During development, we kept referring to the monster in the game as "The Shade," which gave me the impression of a lumbering humanoid made out of smoke. We didn't have any dedicated artists on the team at this point, so it was up to the tech team to find a solution to upgrade the visuals for the monster from the dev version, which was a ball with eyes.
My idea was to define the monster as a stack of polylines that could lerp between different positions to create a walking animation, then use the lines as a reference for emitting particles, creating the humanoid shape out of smoke.
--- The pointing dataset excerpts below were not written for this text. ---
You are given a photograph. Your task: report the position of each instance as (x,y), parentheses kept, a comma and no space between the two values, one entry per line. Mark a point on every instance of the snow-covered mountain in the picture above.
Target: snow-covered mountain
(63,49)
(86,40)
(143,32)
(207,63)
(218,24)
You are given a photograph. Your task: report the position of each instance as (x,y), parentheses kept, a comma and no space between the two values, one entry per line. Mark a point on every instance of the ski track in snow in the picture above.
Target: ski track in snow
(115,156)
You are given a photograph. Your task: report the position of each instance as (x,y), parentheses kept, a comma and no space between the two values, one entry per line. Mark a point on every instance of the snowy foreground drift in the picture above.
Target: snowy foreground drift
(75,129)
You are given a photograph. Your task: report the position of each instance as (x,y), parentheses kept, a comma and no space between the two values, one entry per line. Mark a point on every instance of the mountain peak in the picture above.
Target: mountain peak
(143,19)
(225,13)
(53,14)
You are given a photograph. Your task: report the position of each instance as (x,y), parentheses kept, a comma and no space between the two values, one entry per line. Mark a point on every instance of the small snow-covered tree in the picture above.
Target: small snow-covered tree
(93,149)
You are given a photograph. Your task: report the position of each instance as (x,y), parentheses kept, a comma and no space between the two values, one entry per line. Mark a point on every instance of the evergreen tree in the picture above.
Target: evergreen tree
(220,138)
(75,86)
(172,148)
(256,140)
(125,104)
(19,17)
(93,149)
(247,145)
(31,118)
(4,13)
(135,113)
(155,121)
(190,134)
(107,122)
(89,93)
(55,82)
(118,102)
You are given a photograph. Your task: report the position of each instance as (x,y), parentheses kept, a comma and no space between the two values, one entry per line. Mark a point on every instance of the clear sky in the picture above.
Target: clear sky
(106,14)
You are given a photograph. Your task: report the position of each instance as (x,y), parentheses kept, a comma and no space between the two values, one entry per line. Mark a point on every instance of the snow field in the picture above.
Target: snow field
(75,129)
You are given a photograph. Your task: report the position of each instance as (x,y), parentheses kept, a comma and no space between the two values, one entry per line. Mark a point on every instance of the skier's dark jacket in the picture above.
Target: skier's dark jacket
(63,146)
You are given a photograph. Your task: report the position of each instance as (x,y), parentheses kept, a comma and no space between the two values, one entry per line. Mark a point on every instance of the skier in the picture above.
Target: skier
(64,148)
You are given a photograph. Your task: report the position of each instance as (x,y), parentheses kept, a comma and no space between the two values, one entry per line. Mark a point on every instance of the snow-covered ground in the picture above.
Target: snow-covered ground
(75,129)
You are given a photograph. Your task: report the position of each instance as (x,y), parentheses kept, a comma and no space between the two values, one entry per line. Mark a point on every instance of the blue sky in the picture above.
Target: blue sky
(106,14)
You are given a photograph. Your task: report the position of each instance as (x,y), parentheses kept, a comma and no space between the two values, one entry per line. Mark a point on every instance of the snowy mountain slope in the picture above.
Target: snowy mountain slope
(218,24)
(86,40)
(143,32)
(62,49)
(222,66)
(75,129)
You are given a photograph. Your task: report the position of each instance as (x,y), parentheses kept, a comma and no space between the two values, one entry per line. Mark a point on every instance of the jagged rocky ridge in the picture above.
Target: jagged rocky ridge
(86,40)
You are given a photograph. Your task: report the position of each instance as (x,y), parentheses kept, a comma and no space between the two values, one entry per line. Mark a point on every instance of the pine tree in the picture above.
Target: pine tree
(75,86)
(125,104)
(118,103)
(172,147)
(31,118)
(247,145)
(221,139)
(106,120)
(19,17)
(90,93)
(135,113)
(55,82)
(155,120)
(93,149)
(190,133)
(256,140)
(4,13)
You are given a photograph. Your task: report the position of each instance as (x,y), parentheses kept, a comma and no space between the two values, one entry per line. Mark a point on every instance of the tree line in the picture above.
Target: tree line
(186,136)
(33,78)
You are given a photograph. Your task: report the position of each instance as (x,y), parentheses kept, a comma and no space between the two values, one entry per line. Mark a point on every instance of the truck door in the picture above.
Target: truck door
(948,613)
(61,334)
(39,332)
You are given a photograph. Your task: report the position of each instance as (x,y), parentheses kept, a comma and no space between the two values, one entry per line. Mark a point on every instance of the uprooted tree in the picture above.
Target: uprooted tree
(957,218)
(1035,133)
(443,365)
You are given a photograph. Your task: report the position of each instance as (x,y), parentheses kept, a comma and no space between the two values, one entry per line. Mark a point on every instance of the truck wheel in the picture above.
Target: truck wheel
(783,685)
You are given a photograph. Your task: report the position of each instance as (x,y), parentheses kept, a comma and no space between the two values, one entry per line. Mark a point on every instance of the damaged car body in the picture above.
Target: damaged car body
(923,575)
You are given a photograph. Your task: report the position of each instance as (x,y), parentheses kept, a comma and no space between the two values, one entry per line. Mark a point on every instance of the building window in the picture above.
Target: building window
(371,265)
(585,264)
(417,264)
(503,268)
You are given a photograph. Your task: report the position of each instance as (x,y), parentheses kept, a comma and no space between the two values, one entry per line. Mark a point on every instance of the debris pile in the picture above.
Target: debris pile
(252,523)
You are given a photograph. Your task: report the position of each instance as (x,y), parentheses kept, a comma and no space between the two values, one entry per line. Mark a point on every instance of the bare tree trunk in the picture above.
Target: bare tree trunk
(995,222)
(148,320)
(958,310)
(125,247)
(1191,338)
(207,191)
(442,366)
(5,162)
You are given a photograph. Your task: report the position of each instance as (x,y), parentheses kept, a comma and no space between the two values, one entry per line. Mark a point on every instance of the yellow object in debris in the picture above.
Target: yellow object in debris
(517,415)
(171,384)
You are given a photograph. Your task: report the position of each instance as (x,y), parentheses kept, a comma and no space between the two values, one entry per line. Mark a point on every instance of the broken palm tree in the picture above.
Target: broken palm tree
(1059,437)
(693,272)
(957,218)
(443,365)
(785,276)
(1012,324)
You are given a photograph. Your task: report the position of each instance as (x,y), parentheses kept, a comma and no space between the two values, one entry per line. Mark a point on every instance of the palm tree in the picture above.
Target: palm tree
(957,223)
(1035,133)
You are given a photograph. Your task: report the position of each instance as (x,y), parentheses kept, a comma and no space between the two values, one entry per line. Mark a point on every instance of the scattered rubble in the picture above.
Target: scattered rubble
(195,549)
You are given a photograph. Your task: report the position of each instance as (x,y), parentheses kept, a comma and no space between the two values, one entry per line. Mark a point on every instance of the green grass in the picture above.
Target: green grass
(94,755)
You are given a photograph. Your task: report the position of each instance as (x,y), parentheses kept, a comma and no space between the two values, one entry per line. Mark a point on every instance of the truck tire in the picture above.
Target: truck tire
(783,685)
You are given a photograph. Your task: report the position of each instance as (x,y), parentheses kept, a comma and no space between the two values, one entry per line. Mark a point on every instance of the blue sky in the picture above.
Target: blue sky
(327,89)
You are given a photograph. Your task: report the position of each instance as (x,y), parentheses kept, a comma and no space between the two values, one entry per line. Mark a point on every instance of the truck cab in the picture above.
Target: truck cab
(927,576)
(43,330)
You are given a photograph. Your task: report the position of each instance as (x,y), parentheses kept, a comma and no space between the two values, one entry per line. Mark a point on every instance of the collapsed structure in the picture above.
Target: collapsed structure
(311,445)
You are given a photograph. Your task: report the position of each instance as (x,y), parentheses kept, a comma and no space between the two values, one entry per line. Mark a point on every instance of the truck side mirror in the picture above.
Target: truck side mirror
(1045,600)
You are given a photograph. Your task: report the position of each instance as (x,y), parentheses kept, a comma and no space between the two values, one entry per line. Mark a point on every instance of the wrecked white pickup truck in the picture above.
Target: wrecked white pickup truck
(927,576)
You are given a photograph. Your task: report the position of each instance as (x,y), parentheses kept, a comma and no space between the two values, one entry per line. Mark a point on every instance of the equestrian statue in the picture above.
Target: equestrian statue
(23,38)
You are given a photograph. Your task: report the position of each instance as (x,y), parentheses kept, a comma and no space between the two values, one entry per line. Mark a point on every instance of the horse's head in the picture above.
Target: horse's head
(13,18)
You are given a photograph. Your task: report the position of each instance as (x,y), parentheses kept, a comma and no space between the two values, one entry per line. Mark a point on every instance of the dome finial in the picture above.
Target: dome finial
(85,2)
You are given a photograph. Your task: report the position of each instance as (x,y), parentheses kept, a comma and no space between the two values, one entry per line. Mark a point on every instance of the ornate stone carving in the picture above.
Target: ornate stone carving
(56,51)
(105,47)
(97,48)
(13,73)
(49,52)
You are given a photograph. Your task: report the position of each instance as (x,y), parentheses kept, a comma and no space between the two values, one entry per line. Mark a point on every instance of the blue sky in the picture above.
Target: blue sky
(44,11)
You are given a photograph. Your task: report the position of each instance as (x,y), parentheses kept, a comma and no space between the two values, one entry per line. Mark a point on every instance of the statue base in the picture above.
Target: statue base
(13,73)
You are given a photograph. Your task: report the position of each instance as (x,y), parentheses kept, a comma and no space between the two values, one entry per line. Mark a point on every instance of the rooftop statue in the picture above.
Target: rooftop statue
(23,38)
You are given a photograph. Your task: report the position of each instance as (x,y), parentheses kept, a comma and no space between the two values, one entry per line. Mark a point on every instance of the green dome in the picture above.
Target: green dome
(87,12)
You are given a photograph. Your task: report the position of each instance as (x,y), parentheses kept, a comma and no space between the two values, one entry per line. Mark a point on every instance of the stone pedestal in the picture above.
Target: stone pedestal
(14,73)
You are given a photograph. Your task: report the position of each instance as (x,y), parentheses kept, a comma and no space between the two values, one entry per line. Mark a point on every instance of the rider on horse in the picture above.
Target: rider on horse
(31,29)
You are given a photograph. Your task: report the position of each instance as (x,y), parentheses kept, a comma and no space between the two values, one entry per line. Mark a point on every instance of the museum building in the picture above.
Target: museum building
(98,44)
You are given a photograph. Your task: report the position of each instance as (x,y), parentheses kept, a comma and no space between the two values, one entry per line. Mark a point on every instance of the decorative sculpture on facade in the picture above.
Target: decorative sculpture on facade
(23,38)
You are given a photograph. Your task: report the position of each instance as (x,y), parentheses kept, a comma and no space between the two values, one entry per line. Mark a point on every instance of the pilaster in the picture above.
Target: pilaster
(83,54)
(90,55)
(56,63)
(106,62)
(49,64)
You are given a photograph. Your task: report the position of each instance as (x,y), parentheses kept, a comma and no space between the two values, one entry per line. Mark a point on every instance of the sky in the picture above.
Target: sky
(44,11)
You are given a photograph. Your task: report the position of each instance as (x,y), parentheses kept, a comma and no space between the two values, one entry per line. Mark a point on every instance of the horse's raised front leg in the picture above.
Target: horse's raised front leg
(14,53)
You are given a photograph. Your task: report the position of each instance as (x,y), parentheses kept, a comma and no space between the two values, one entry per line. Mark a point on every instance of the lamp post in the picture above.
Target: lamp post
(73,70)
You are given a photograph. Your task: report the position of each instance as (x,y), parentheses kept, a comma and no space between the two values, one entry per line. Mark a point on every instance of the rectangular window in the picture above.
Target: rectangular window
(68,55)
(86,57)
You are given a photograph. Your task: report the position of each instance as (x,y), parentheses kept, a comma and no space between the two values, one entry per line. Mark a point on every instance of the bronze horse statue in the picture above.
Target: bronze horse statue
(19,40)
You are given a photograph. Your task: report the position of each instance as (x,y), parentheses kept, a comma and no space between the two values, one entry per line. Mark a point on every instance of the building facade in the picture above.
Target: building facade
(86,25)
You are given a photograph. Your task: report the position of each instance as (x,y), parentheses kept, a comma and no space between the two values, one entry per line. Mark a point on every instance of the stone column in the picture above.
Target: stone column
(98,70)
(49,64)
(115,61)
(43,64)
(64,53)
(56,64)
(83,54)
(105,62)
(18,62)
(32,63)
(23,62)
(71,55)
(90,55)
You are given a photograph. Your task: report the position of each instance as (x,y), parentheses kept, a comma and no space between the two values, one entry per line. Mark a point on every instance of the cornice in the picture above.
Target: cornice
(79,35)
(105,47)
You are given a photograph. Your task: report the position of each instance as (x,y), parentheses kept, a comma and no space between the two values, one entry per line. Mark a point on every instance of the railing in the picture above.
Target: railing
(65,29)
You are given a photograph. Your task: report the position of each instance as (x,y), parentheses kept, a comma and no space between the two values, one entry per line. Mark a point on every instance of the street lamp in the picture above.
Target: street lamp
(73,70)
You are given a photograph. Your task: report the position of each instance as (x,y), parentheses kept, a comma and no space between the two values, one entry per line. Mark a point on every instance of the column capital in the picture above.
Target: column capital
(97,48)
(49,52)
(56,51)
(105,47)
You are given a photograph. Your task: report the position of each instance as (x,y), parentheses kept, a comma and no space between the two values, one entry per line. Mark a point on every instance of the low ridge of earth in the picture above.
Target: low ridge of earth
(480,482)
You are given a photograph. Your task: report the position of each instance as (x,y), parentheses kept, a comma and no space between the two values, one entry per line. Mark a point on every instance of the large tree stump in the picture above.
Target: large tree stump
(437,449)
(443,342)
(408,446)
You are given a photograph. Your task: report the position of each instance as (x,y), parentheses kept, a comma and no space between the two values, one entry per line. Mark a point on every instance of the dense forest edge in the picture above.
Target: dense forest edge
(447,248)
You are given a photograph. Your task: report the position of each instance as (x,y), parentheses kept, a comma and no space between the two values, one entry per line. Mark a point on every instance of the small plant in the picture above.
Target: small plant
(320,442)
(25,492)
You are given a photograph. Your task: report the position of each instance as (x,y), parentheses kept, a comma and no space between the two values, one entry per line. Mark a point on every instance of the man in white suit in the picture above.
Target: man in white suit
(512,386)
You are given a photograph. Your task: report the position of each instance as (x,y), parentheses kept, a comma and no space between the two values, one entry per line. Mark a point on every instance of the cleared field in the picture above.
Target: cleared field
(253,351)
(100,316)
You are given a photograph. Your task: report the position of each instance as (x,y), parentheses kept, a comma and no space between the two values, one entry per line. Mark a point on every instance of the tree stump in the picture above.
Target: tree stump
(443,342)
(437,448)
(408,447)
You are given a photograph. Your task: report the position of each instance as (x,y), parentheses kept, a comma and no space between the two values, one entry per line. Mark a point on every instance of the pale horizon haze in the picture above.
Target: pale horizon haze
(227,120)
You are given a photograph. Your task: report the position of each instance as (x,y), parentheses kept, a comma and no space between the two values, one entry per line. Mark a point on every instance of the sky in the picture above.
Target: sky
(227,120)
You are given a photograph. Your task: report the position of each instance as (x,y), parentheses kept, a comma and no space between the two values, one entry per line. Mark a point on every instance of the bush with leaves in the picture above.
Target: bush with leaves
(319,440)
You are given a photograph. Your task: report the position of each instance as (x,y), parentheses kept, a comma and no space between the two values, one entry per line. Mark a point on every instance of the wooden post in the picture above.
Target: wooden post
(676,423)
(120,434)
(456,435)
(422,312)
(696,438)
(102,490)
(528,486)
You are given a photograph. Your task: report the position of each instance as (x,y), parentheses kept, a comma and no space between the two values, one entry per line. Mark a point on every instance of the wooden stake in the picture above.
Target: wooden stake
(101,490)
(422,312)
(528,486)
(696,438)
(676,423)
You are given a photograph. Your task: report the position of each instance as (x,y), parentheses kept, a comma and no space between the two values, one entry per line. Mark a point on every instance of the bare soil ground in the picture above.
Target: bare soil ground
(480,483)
My original sketches figuring out the general shape
Originally, I was building the particle rig directly into the monster behavior, but when I started to realize the scope of it, I packed it into its own separate component so we could maintain the single responsibility principle.
The ParticleRig class consists of two major parts: the body and the library.
The body is a vector of the current frames that are being used and displayed, and it handles interpolating between frames, rotating segments, and emitting particles. Each segment has the capacity to rotate at individual speeds to create the visual of the segments being individual for eachother, and make a more realistic human-like movement.
The library is a backlog of all the frames not in use, so the rig can use them later, such as when the monster goes from walking to flailing in place.
Each keyframe contains two LineBuffer objects that the rig will interpolate between for movement. For example, the "legs" keyframe has a LineBuffer for when the left leg is forward, and one for when the right leg is forward.
The RigSegments make up the actual body of the ParticleRig, and maintain a pointer to the frame that they are currently rendering. During runtime, they then interpolate between the two sides of the keyframe using an ease in-out curve for smooth movement. Each segment also handles rotating itself and emitting particles at random points along each line.
The majority of the logic for the ParticleRig is kept within the definition for the KeyFrame and RigSegment classes, which makes the class overhead easy to modify and expand.
Since the Keyframes and RigSegments contain their own implementation for serialization and display within the editor, the ParticleRig just needs to call these methods on everything in the body and library, which makes it easy to implement features for easier editing on the overhead.
Within the editor, you can easily swap out the current frames being used on the body, as well as create and modify new keyframes. You can also edit several other properties about the frame, such as the particles per line, rotation speed, animation speed, and animation amplitude.
With its current implementation, each part of the particle rig only supports two frames that are interpolated back and forth, which works great for the game that we made.
Really, though, ParticleRigs are the foundation of a skeletal animation system.
If we had animators on the team, I could have expanded the class to use any number of keyframes on a timeline, with specific interpolation curves, timings, and weights.
I could also improve the overhead logic to use more of a state machine, and switch and combine animations more dynamically and smoothly by having them crossfade between each other.
The line segments could also have been used to position and render sprites or generated meshes, which would have turned the class into a more traditional 2d animation system.